The point I am trying to make here is that your great contribution to programming theory is the basis of Readymade. Let me explain…

In this particular example, your comments are providing prefixed information about proceeding code. This is true both for the # sigil and not surprisingly, the content of your comments. This pattern of temporarily inverting notation turns out to be incredibly useful, just as mirrors are useful.

So I ask, can we express the above if construct in a manner that relies on nothing other than common sense and intuition, rather than external documentation? Can a language actually document itself?

The following will make more sense by reading the seemingly elementary doc/intro.m, but let’s say the following represent ‘true’ and ‘false’ respectively:

{+} {-}

This is also our construct for conditional checks of the same boolean value.

{+} {+ "this will print". }
{-} {+ "this will not". }

An if/else becomes {+- [] [] }, even use {-+ [] [] } because language is about expressivity and choosing to handle a false variant first is rather expressive in-and-of itself.

[boolean condition] {+- [true branch] [false branch]}

I do not play golf, such things do not interest me. The terse nature of the language is of utility and common sense. It both eases composition and exposes the underlying motion and patterns of the code.

We both know what dup and over could do, but are the words Chuck Moore happen to come up with one day really the best choice for those operations? 3-4 character length (English) words for the most basic operations of the language?
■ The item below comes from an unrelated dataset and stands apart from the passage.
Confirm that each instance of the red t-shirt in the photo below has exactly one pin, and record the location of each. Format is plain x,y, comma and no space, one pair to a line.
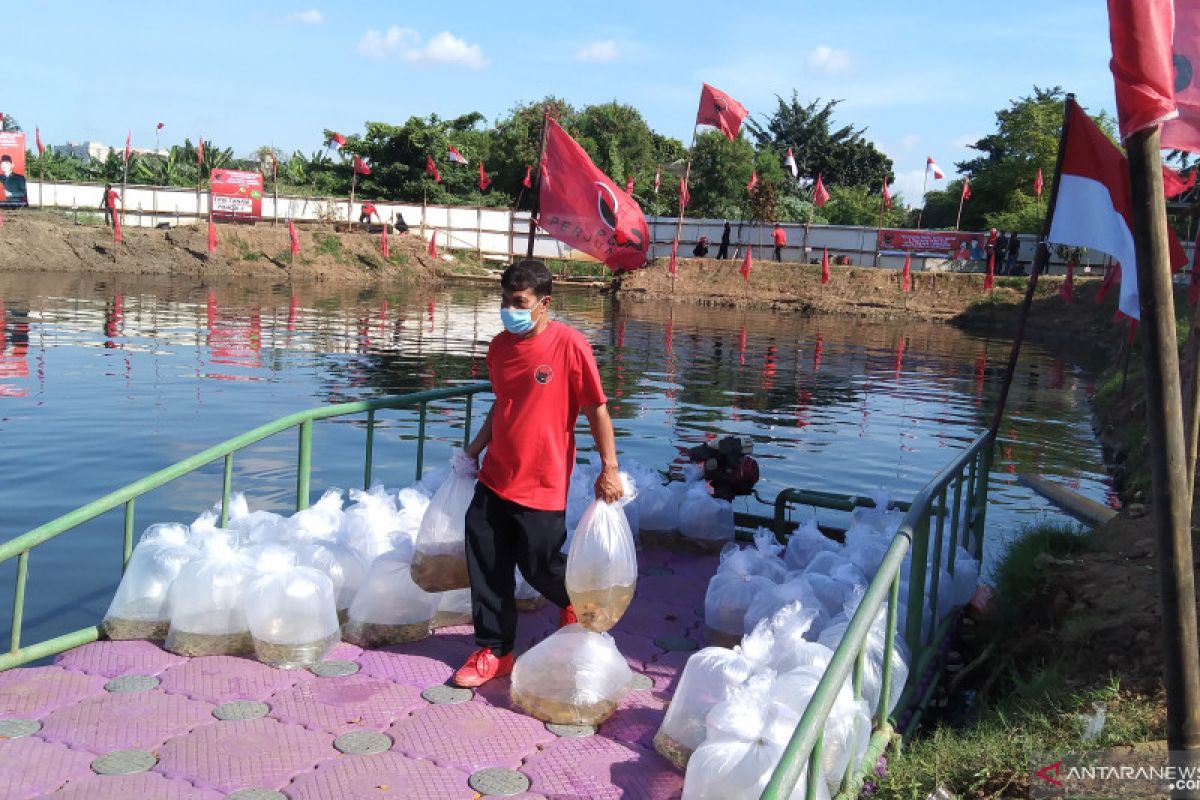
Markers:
540,385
Why?

Just use _ to express duplication and provide convenient indexing.

_ _1

Follow this concept to express all memory/core operations; that’s Readymade.
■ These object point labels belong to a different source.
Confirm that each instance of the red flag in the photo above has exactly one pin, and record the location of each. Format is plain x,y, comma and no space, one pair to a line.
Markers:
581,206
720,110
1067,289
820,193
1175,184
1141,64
There is a stigma that using only ASCII symbols makes a language just a toy and not a serious tool to develop quality software. I would bet that someone with no prior-programming experience would be able to reliably learn and retain the builtins of Readymade significantly faster than any language based on English for the same reason a child learns to match shaped blocks before learning to read and write script.

There is also a similar stigma for languages with a shared stack. As someone who has developed your own concatenative language, you seem to refer to it as a “road you’ve gone down”. I am quite interested to know your viewpoint about such stigmas and how you view stack-based programming given your experience.